Regional

Written on 23 February 2019

Of course, I was expecting it. Dating a guy from a working class Northern background.

He'd told me his Dad hated Southerners. Not even in a jokey way, like a lot of northerners will make fun of you for being posh, or stuck up, or whatever, but he properly hates them. He apparently didn't talk to his son for a month when he told him he was moving down to London.

And so the berating began. Thatcher was mentioned, of course, though I wasn't even alive when she was in power. He told me I had nothing to be proud of, which I don't. Like I'd be proud of coming from somewhere I felt no affinity towards, that I couldn't wait to leave, and who's average resident I didn't like. My boyfriend did nothing. Just looked at his plate.

What he should have said is you have nothing to complain about, which is true. The home counties are a safe place, higher than average income, decent schools and plenty of outdoor space. I can't complain at all.
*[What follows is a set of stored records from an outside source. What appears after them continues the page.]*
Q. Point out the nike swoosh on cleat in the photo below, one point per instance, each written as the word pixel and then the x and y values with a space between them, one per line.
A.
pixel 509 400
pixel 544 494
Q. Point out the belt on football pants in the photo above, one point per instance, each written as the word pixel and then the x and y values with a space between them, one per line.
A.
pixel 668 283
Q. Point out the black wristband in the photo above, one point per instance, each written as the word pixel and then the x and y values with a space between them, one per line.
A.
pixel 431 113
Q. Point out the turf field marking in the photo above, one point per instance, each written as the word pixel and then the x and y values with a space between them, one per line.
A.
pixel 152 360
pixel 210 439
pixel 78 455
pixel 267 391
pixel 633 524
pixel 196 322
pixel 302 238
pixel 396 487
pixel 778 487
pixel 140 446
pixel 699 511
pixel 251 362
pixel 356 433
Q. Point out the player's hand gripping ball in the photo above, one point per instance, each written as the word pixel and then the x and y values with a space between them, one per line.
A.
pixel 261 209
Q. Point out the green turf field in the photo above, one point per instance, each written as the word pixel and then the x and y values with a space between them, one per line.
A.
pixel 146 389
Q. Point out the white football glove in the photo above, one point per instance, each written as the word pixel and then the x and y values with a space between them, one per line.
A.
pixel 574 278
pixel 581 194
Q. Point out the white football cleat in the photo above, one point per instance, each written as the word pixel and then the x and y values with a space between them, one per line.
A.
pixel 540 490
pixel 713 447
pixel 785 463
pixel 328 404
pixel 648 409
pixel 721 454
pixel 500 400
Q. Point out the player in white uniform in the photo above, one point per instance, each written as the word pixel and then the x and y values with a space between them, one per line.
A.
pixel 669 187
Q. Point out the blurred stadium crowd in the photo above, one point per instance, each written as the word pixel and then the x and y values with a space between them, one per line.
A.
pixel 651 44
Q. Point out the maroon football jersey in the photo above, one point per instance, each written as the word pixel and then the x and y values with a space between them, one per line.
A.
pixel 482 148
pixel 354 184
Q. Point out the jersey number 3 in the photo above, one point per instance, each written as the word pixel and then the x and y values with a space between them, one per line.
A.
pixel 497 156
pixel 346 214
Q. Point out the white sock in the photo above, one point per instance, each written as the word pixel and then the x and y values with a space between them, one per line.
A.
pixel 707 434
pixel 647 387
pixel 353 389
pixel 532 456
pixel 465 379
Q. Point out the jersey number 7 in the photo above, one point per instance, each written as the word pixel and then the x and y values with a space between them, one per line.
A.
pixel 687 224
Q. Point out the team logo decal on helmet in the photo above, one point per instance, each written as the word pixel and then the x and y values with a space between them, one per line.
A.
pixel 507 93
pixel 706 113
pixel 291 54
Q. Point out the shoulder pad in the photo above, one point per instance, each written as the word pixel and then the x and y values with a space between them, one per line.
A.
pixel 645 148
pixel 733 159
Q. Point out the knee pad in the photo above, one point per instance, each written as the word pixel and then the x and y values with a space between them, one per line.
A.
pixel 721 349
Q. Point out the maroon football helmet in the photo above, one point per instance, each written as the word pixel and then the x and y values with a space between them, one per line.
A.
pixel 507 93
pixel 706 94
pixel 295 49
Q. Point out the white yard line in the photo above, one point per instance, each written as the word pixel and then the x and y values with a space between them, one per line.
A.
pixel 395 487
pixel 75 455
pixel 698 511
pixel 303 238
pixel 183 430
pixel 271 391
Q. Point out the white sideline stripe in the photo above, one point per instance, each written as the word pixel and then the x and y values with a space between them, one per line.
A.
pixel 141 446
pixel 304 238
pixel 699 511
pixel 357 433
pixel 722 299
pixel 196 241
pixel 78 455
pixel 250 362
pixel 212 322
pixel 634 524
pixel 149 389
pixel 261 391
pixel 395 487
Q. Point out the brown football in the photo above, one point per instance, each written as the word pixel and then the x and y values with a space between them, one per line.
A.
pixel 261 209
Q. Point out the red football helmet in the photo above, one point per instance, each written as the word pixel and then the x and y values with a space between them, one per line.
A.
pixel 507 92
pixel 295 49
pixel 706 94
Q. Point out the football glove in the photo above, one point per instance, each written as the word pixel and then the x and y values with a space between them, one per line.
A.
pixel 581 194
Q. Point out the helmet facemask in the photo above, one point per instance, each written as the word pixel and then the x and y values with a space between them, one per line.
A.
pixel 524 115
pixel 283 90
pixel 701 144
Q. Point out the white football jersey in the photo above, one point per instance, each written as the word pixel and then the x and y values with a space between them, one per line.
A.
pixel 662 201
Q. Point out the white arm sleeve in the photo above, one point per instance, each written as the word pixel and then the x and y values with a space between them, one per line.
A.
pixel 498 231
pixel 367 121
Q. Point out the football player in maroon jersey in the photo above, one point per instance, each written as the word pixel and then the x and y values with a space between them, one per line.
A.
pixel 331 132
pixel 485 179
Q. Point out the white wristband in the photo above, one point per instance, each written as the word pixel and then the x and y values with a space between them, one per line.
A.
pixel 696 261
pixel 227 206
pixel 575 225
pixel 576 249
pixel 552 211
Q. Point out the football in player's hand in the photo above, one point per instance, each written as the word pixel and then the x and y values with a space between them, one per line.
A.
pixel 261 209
I know how lucky I've been.

But then I also don't have an identity. People from Wales are fiercely proud of their heritage, people from the North have a sense of unity I've never experienced, West Country folk can't bloody wait to tell you where they're from, the dry wit of the Scots, the comradery of the Irish, the Midlands, East Anglia, Cockneys, Scousers, Mancs, all these people who aren't necessarily defined by where they come from, but are certainly influenced by that regional identity.

So I told him, this man who was so defined by where he came from, I told him I don't consider myself a southerner, an English Woman, British, European, whatever. I'm just a person. You've just laid into me for what you perceive me to be. But haven't asked me a single thing about my life, my work, what I love, what I hate, what makes me love your son, even though he's quite obviously scared of you.

On the drive back to London, we didn't talk. Honestly, I think we both knew it was done. I felt sorry for him, because even though he left, where he's from still influences his life. Even when he doesn't want it to.